En ces premiers jours du mois d’août, la gauche organise la plus grande trahison de toute son histoire – elle en a pourtant commises beaucoup d’autres. La CGT avait promis une «grève générale» en cas de guerre, mais abandonne le projet. Les socialistes devaient s’opposer au nationalisme et au conflit «entre travailleurs» allemands et français, refuser la mobilisation. Immédiatement après la mort de Jaurès, tout ce petit monde rentre dans «l’Union Sacrée» : un gouvernement d’union nationale favorable à la guerre, comprenant les socialistes, et appelant les travailleurs à obéir au nom de l’intérêt de la Patrie. C’est la sidération. Le mouvement ouvrier se fait couper les jambes. Des millions de personnes sont précipitées dans l’horreur.
Même certaines grandes figures anarchistes signent un texte intitulé «Manifeste des 16» qui prétend transformer la guerre en révolution sociale : selon les signataires, il faudrait soutenir l’effort de guerre de la France considérée comme progressiste et républicaine contre l’Allemagne impériale et réactionnaire.
La réalité est beaucoup plus prosaïque : c’est un massacre absolu, où la France est largement dominée.
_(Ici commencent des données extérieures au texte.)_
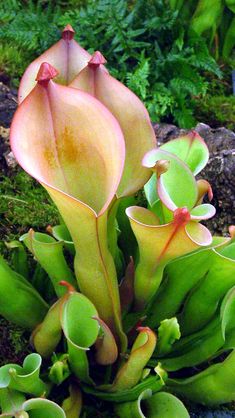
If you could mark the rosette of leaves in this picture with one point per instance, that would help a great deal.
(114, 327)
Le 22 août 1914, trois semaines seulement après l’entrée en guerre, 27.000 soldats français sont massacrés par les lignes allemandes en quelques heures. Des généraux séniles et stupides envoient les soldats français en uniformes colorés, sans protection, courir face aux mitrailleuses modernes allemandes. C’est une hécatombe. Ce jour est considéré comme le plus sanglant de l’histoire de France, toutes guerres confondues. Au même moment, la presse française explique que «les balles allemandes ne sont pas dangereuses : elles traversent les chairs de part en part sans faire aucune déchirure». La propagande a pour but de faire accepter le pire.
Dans les semaines qui suivent, la guerre s’enfonce dans la boue : on parle de guerre des tranchées. C’est la première boucherie industrielle mondialisée de l’histoire, après les grands massacres coloniaux. 10 millions de morts. 40 millions de blessés et d’innombrables mutilations. Des hommes défigurés, invalides, traumatisés. 11 départements dévastés. 1 milliard d’obus tirés. Les premiers gaz militaires et les premiers avions de guerre sont testés.
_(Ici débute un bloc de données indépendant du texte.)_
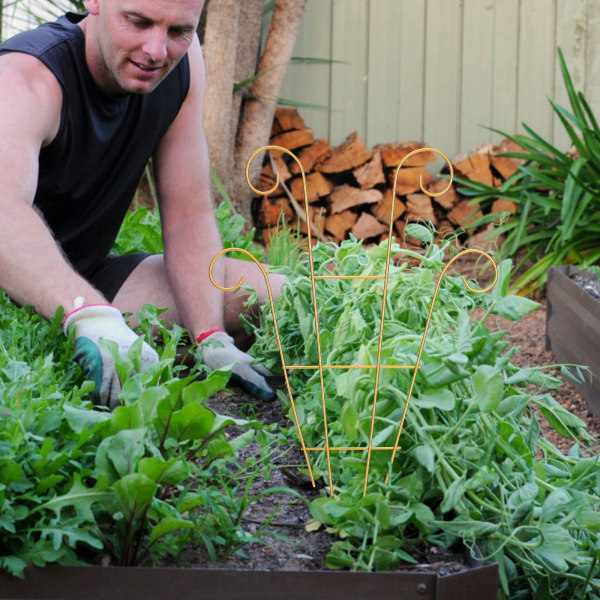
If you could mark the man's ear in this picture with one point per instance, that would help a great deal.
(93, 6)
Des généraux français avides de sang comme Pétain, Joffre ou Nivelle, envoient des jeunes hommes se faire massacrer par centaines de milliers en quelques jours, pour un morceau de terrain. La vie humaine n’a aucune valeur. Les hommes qui refusent d’aller au front sont fusillés pour l’exemple. Ce sont aussi plusieurs centaines de milliers de civils, hommes, femmes et enfants, qui meurent de famine à l’arrière, alors que les gouvernements dépensent des sommes astronomiques en armement. Une génération entière de jeunes européen-nes et de colonisé-es est décimée.
Cette guerre sera la mère des suivantes, car les totalitarismes vont naître dans cette Europe meurtrie, militarisée, brutalisée. Hitler et Mussolini sont les purs produits des tranchées. Et la folie meurtrière embrase à nouveau l’Europe et le monde seulement 20 ans plus tard.
Aujourd’hui, en 2025, la nuée menace à nouveau, et nous n’avons rien appris de l’histoire. La construction d’un grand mouvement antimilitariste populaire, adapté à notre temps, n’est pas une option, mais une question de survie.